Things are starting to look better now. After some elbow grease over the weekend and much research on Linux' interprocess communications, I was finally able to get my simple simulator up and running and connected to Contiki. The development process wasn't easy, but it took about a week (of hard work) to get it to the point where I can actually start simulating actual nodes. I'm actually quite satisfied with it. It's not as sophisticated as Cooja or Netsim (Contiki's native simulators) but it can do what I want and give me fine-grained control over how the simulation is run. Here are some of the details.

The simulator starts up as a command line shell. To add a node, you type "add". The simulator will then fork a process and run the FreakZ stack on it. The command shell also has two duplex communications channels to the node. One of the duplex communications channels is for data tx and rx. The other is for command tx and rx.

The node runs a simple command parser and is constantly listening to the command rx pipe for instructions. When the user types in a command and addresses that node, the command will be sent directly to that node. Once the node receives the instruction, the command parser will then parse the instruction and arguments and carry out the task.
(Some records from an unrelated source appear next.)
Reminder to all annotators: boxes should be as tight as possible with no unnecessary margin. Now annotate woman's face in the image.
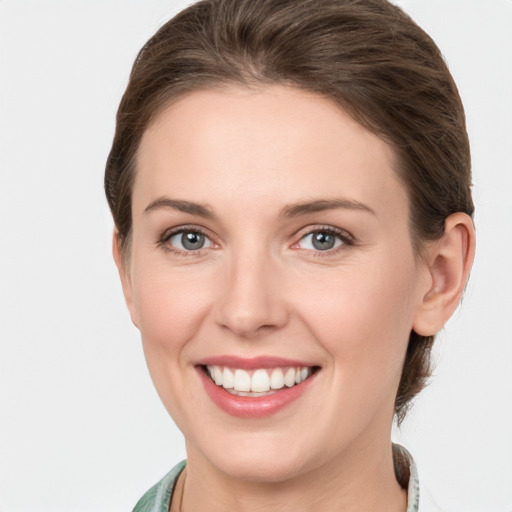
[119,86,432,482]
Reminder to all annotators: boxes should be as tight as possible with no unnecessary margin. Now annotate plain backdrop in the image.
[0,1,511,511]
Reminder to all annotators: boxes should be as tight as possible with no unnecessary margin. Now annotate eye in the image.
[167,229,213,251]
[296,229,348,252]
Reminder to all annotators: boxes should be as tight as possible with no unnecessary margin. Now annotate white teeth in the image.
[234,369,251,392]
[206,365,314,393]
[270,368,285,390]
[251,369,270,392]
[223,367,234,389]
[284,368,296,387]
[212,366,223,385]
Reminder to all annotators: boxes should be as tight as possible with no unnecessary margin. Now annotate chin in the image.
[214,452,309,483]
[190,430,325,484]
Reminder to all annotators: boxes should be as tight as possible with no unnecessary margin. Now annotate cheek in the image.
[295,257,420,372]
[291,259,421,437]
[131,262,213,359]
[129,261,217,427]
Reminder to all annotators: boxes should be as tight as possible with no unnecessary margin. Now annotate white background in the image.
[0,1,510,511]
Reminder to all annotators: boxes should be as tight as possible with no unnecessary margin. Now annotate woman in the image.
[105,0,475,510]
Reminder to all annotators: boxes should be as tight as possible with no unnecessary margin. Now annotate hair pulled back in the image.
[105,0,474,423]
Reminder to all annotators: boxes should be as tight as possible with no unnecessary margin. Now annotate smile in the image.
[197,357,320,418]
[205,365,314,395]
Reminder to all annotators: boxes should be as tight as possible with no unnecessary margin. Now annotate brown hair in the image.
[105,0,474,423]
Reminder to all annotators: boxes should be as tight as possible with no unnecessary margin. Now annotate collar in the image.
[393,443,420,512]
[133,444,420,511]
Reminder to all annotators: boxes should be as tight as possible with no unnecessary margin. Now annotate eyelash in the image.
[158,225,355,258]
[293,225,354,257]
[158,225,216,258]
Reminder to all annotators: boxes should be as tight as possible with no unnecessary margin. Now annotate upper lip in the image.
[196,355,317,370]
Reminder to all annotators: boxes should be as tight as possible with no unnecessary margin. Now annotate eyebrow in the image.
[280,198,376,218]
[143,196,375,219]
[143,197,214,218]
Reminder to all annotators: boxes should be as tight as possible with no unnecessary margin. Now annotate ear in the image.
[112,231,139,328]
[413,213,476,336]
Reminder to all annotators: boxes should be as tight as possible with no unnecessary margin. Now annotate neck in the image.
[180,436,407,512]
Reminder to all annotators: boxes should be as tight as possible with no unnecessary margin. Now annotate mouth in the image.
[202,365,317,396]
[195,356,320,417]
[196,356,321,418]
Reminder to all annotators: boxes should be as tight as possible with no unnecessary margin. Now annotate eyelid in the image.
[159,224,219,255]
[157,223,354,257]
[291,225,355,253]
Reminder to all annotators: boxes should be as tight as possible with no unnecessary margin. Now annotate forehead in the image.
[134,85,407,221]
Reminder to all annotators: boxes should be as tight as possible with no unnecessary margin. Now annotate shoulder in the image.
[132,461,186,512]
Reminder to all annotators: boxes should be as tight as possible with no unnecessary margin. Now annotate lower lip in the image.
[197,367,317,418]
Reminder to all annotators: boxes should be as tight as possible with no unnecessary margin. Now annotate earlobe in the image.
[112,231,139,328]
[413,213,476,336]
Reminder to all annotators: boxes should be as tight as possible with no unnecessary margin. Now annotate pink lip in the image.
[197,355,314,370]
[196,357,319,418]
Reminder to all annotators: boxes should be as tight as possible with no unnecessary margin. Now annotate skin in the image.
[114,86,475,512]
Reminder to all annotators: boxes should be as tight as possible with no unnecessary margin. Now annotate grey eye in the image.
[298,231,343,251]
[169,230,211,251]
[313,232,335,250]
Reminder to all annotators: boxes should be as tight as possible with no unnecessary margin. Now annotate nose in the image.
[214,248,289,339]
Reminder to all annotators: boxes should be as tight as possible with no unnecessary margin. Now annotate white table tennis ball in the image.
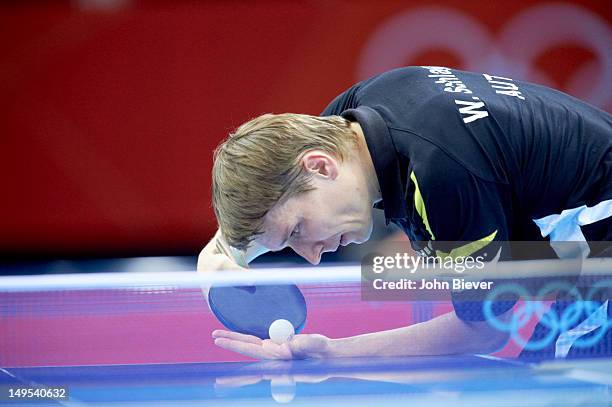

Probably the toughest part was the radio medium. To simulate a radio medium in the simplest case, when one node transmits, all nodes should ideally be able to hear. I know, I know...it's impossible due to range, fading, etc...but I'm just talking about a simple case. When one node transmits, the data needs to be broadcast to all the nodes. The nodes will then check the address and determine if it should be discarded or sent up the stack. This is how a standard 802.15.4 radio works.

The broadcasting part was difficult because there's not really a good way to do one-to-many interprocess communication on Linux. Some of the candidates were "named pipes", shared memory, and client/server using sockets. However each of them had some drawbacks, mostly in complexity. I experimented a bit with some of them, but after awhile, I decided to take the easy way out. I just keep a list of all the nodes, and when one of them transmits data, it goes to the main shell which then forwards the data to each listening node. Its brute force and crude, but it was the easiest way to broadcast data to all my processes reliably. In the future, I'd like to add some features like transmission range or noise to the radio medium to make it more realistic. But right now, I just want to see how the nodes perform in a network setting.

So that brings me to today. I simulated my first node where I actually brought up all the layers and started a network formation request. Unfortunately, I found a bug immediately so I'm working on the fix now. Actually, it's strange because that same bug should have come up in my old test fixture (the single-process one), but I never saw it before. It's kind of a mystery that bears more investigation, but anyways it's better to catch bugs than let them stay dormant inside the code.

I found out the reason why I didn't see the problem in my test fixture. I tested the mac components that made up nwk formation individually but didn't test them running together in the actual nwk formation code. Oops.